This “short leash” seems like more of a crutch to me, and a sign of not giving the AI enough detail on the problem to begin with, or not reviewing and iterating on its output.

Hand-holding great models like Fable through implementation is a waste of time, and a waste of Fable. You can have increasingly nuanced discussions with stronger models, and they write a lot better code than they used to. The process of discussing designs and their implementations, questioning things that look weird to you, and actually reading the AI’s responses also helps to find better solutions.

For example, one time I wanted to write a greedy solver for a problem, and in my discussion with Opus on the idea it suggested using an existing MILP library to solve the problem exactly. I’d never even heard of MILP, but my final implementation ended up being better and simpler than what I’d have done alone.

You say you can have increasingly nuanced discussions with stronger models.

What I say is, when I asked Claude why he applied a certain change I didn't understand, and boy, it was a small change, he said he "reasoned from first principles" based on the code paths. But it didn't work, and when I asked, "Okay, describe the steps of your reasoning from first principles," it literally answered that it had just made it up.

So, nuanced discussions with models, I don't buy it.

You can never ask why a model did a certain thing, or what it was "thinking" when it said something - just like you can't ask a human which neurons were firing when they had a certain thought. The information just isn't available at that level.

You absolutely can have deep nuanced discussions with LLMs however, you just need to better understand their strengths and weaknesses.

A human won't respond with "Neuron 10-100 of the frontal cortex" (jokes aside) with deceptively convincing confidence.

The human will quite convincingly be able to construct a post-hoc reasoning on an action that may or may not be related at all to what was actually going through their head or the actual instinctual reasons that led to a decision.

Humans can accurately retell what their consciousness was doing, but they have no clue why their unconsciousness responded as it did.

LLM is just that unconsciousness part that humans have to post hoc explain like that, and lacks the conscious part that we humans actually can inspect in ourselves.

If the AI had some introspection part where it actually tracks its reasoning maybe it would be closer to conscious humans.

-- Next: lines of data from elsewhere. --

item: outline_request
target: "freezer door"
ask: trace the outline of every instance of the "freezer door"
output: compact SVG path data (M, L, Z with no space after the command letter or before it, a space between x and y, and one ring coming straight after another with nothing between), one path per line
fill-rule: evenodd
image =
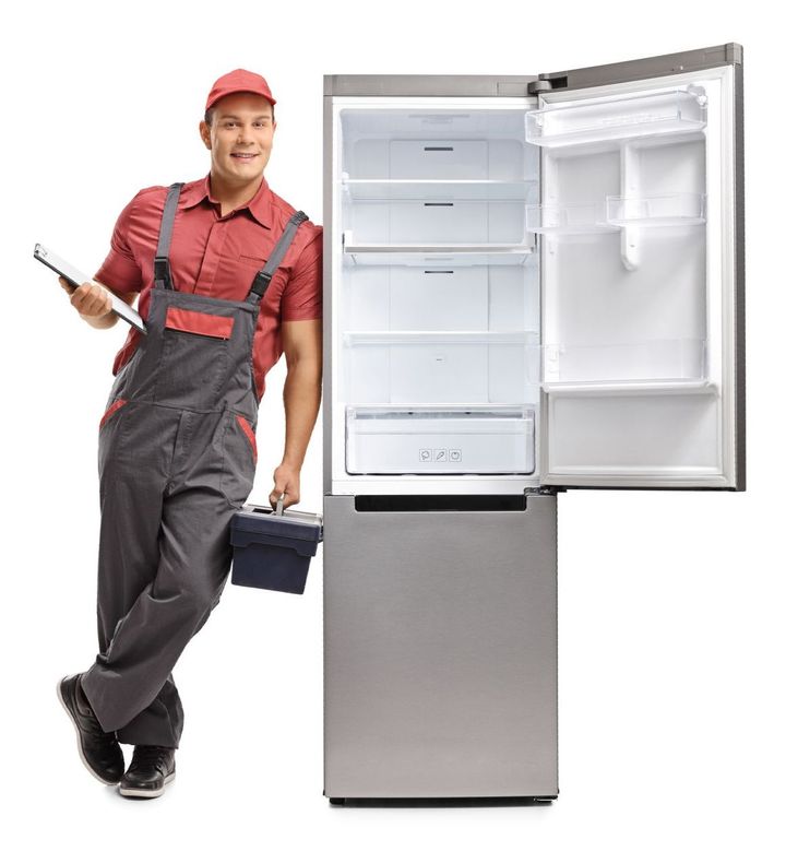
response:
M541 484L745 487L742 49L540 75Z

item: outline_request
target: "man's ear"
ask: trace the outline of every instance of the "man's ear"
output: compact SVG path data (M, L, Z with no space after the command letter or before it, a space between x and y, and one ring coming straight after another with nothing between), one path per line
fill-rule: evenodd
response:
M212 150L211 140L210 140L210 126L204 120L200 120L200 138L202 139L202 143L207 147L207 150Z

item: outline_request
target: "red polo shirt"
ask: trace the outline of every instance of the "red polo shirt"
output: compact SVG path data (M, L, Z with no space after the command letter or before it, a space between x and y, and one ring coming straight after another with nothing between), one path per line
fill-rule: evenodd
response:
M142 189L120 213L111 250L95 274L98 282L128 299L138 292L139 312L147 318L153 287L153 259L158 245L167 187ZM187 182L180 191L169 262L177 291L225 299L245 299L254 275L295 213L262 178L257 194L243 206L221 215L210 192L210 175ZM282 355L281 323L322 317L322 227L303 222L278 264L260 304L253 341L257 392L262 398L265 374ZM117 375L144 336L129 328L115 357Z

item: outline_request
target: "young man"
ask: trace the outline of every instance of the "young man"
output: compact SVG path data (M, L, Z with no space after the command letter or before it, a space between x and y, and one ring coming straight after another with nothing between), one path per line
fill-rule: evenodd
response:
M108 286L139 295L99 423L99 653L58 697L85 766L152 797L175 778L183 712L171 670L218 603L229 522L251 492L257 407L282 352L286 444L270 501L300 498L321 395L322 229L263 176L276 129L263 78L219 78L200 135L207 177L143 189L95 283L71 288L91 326L115 326ZM124 771L119 743L134 744Z

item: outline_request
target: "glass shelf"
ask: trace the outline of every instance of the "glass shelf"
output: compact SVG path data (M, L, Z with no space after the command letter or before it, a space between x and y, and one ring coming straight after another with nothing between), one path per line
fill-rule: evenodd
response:
M450 201L520 201L537 186L537 180L489 179L349 179L342 186L353 200L450 200Z
M348 347L362 344L524 344L537 345L538 334L532 330L512 332L398 330L345 332Z
M706 126L702 87L646 96L615 97L581 105L552 105L526 116L526 140L538 146L567 146L642 135L693 132Z
M357 248L357 247L354 247ZM522 267L526 265L535 255L535 249L528 246L519 247L517 251L448 251L443 253L402 251L401 247L372 251L355 251L354 248L344 249L344 260L356 267L417 267L420 269L443 270L455 267Z

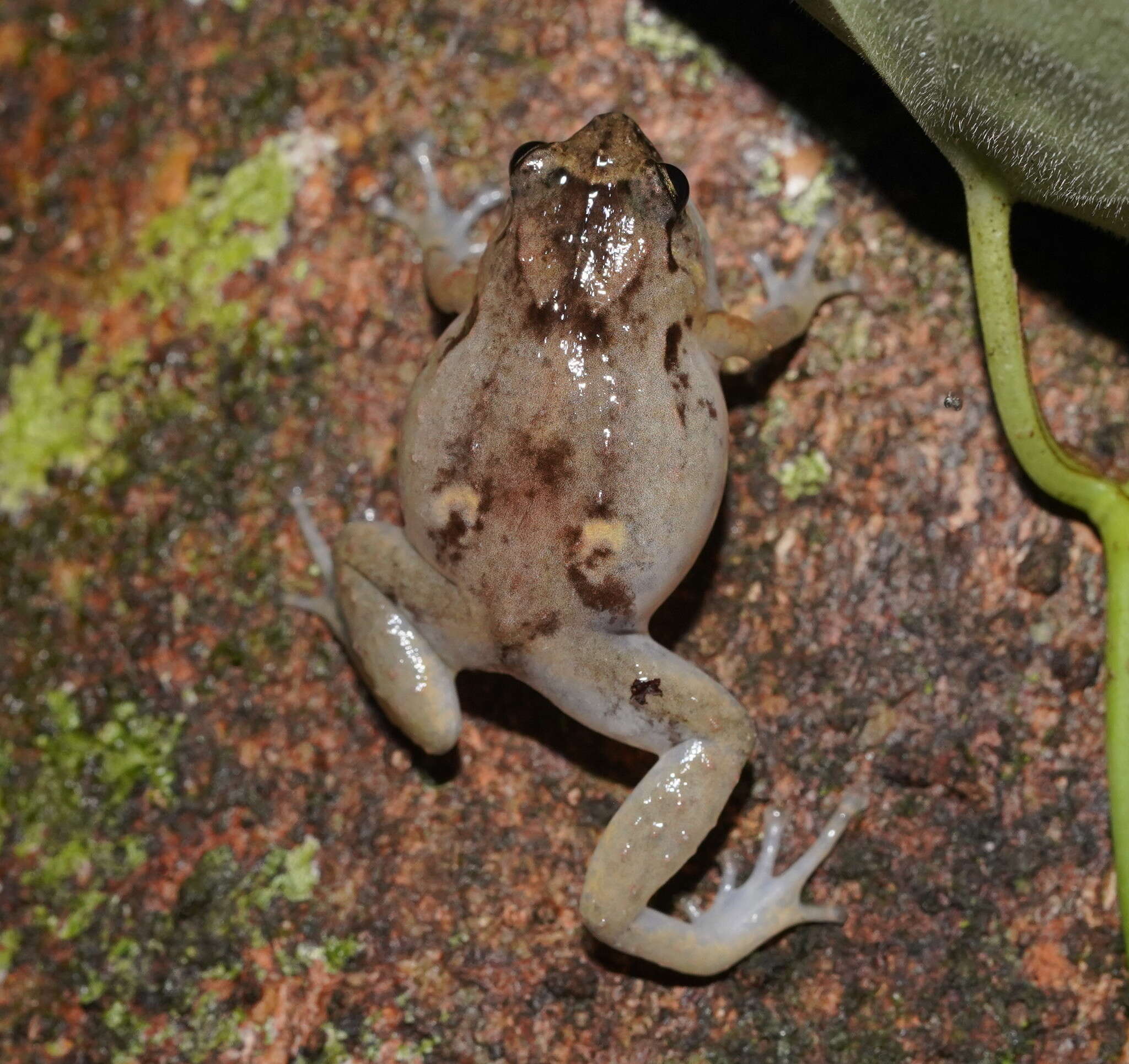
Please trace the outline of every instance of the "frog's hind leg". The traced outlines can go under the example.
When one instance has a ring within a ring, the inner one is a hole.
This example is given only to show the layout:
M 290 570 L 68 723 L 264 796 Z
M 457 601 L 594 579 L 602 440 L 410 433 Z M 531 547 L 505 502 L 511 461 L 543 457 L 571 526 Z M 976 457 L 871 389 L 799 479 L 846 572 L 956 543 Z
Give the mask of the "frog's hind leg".
M 288 595 L 286 603 L 326 621 L 385 714 L 409 739 L 428 753 L 450 750 L 462 719 L 455 690 L 461 663 L 440 656 L 434 645 L 438 633 L 421 618 L 457 623 L 457 590 L 395 525 L 349 524 L 331 552 L 300 495 L 291 503 L 326 592 Z
M 744 883 L 727 862 L 716 900 L 704 912 L 689 907 L 689 923 L 648 908 L 717 822 L 737 782 L 753 744 L 745 710 L 645 635 L 561 634 L 530 649 L 523 679 L 596 731 L 659 755 L 588 865 L 580 913 L 596 937 L 667 968 L 712 975 L 795 924 L 842 921 L 838 908 L 800 901 L 800 891 L 861 808 L 856 796 L 840 803 L 816 843 L 781 875 L 772 874 L 782 831 L 773 811 Z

Its too expensive to do that everywhere ofc, not even us humans tracks everything like that, just a tiny bit, but tracking that tiny bit is enough for so much error correction to happen.

"Humans can accurately retell what their consciousness was doing" is often not true, because of complex mechanisms. The feeling of shame alone can make it very hard for someone to accurately describe how the arrived at the wrong conclusion.

Plus it's an open question if this is even a thing. Does consciousness consist of constructing actions beforehand, or of construction justifications afterward?

Frankly, my opinion is that DNA is incredible at choose the most energy efficient/cheap option, and the cheaper option is definitely justifications afterward.

I feel strengthened by psychological experiments where people are shown fake events involving them, where they then "explain their (nonexistent) reasoning at the time".

Arguments for the idea that the human consciousness/soul is something that is emergent keep getting shouted down though. Even though if you take the extreme opposite: it's obviously wrong. Nobody has ever cut open a human skull (or anything else) and found a soul. So somehow it's constructed from very non-conscious components we don't understand, it's not "actually there" in a real sense.

Sufficiently constrained post-hoc justifications are indistinguishable from explanations. Consciousness tries to make things up, it learns that people notice this, it then begins trying to construct justifications that won't be predictably called out as false. Eventually it learns how its unconscious operates, and how to interrogate it, and its post-hoc justifications, at least in the common cases, become reliable.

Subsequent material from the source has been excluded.